The London Perl and Raku Workshop takes place on 26th Oct 2024. If your company depends on Perl, please consider sponsoring and/or attending.

NAME

XML::Xalan::Transformer - Perl interface to XalanTransformer class

SYNOPSIS

  use XML::Xalan;

  my $tr = new XML::Xalan::Transformer;

  # compile a stylesheet file:
  my $compiled = $tr->compile_stylesheet_file("foo.xsl");

  # compile a stylesheet string:
  my $compiled = $tr->compile_stylesheet_string(<<"XSLT");
  <?xml version="1.0"?> 
  <xsl:stylesheet xmlns:xsl="http://www.w3.org/1999/XSL/Transform" version="1.0">
    <xsl:template match="doc">
      <out><xsl:value-of select="."/></out>
    </xsl:template>
  </xsl:stylesheet>
  XSLT

  # parse an XML file:
  my $parsed = $tr->parse_file("foo.xml");

  # parse an XML string:
  my $parsed = $tr->parse_string(<<"XML");
  <?xml version="1.0"?>
  <doc>Hello</doc>
  XML

  # perform a transformation and store the result into a destination file:
  my $res = $tr->transform_to_file($src_file, $xsl_file, $dest_file);
  my $res = $tr->transform_to_file($parsed, $xsl_file, $dest_file);
  my $res = $tr->transform_to_file($parsed, $compiled, $dest_file);

  # perform a transformation and return the result:
  my $res = $tr->transform_to_data($src_file, $xsl_file);
  my $res = $tr->transform_to_data($parsed, $xsl_file);
  my $res = $tr->transform_to_data($parsed, $compiled);

  # error checking
  die $tr->errstr unless defined $res;      

DESCRIPTION

Interface to XalanTransformer class.

Methods

new()

Constructor, with no argument. Returns an XML::Xalan::Transformer object.

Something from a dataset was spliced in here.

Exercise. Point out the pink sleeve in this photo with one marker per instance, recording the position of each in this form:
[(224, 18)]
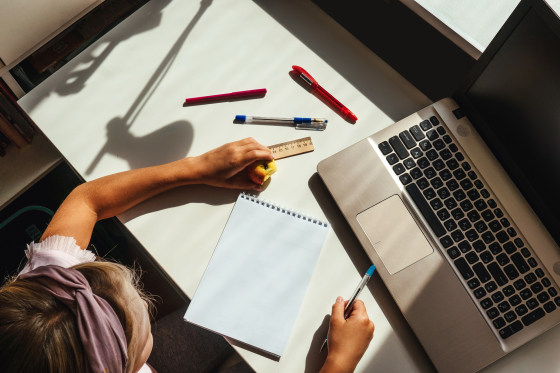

 my $tr = new XML::Xalan::Transformer;
$tr->compile_stylesheet_file($xsl_file)

Compiles a stylesheet file and returns an XML::Xalan::CompiledStylesheet object.

 my $compiled = $tr->compile_stylesheet("foo.xsl");
$tr->compile_stylesheet_string($xsl_string)

Compiles a stylesheet string and returns an XML::Xalan::CompiledStylesheet object.

 my $compiled = $tr->compile_stylesheet_string(<<"XSLT");
 <?xml version="1.0"?> 
 <xsl:stylesheet xmlns:xsl="http://www.w3.org/1999/XSL/Transform" version="1.0">
   <xsl:template match="doc">
     <out><xsl:value-of select="."/></out>
   </xsl:template>
 </xsl:stylesheet>
 XSLT
$tr->parse_file($xml_file)

Parses an XML file and returns an XML::Xalan::ParsedSource object.

 my $parsed = $tr->parse_file("foo.xml");
$tr->parse_string($xml_string)

Parses an XML string and returns an XML::Xalan::ParsedSource object.

 my $parsed = $tr->parse_string(<<"XML");
 <?xml version="1.0"?>
 <doc>Hello</doc>
 XML
$tr->transform_to_file($source, $xsl, $dest)

Transforms a source into a specified file. Returns undef on failure. $source could be an XML::Xalan::ParsedSource object or an XML file. $xsl could be an XML::Xalan::CompiledStylesheet object or an XSL file.

 $tr->transform_to_file("foo.xml", "foo.xsl", "bar.xml");

To process an XML source with xml-stylesheet processing instruction, pass undef as the second argument.

$tr->transform_to_data($source, $xsl)

Transforms a source and returns the result. $source could be an XML::Xalan::ParsedSource object or an XML file. $xsl could be an XML::Xalan::CompiledStylesheet object or an XSL file.

Example:

 my $result = $tr->transform_to_data("foo.xml", "foo.xsl");

To process an XML source with xml-stylesheet processing instruction, pass undef as the second argument.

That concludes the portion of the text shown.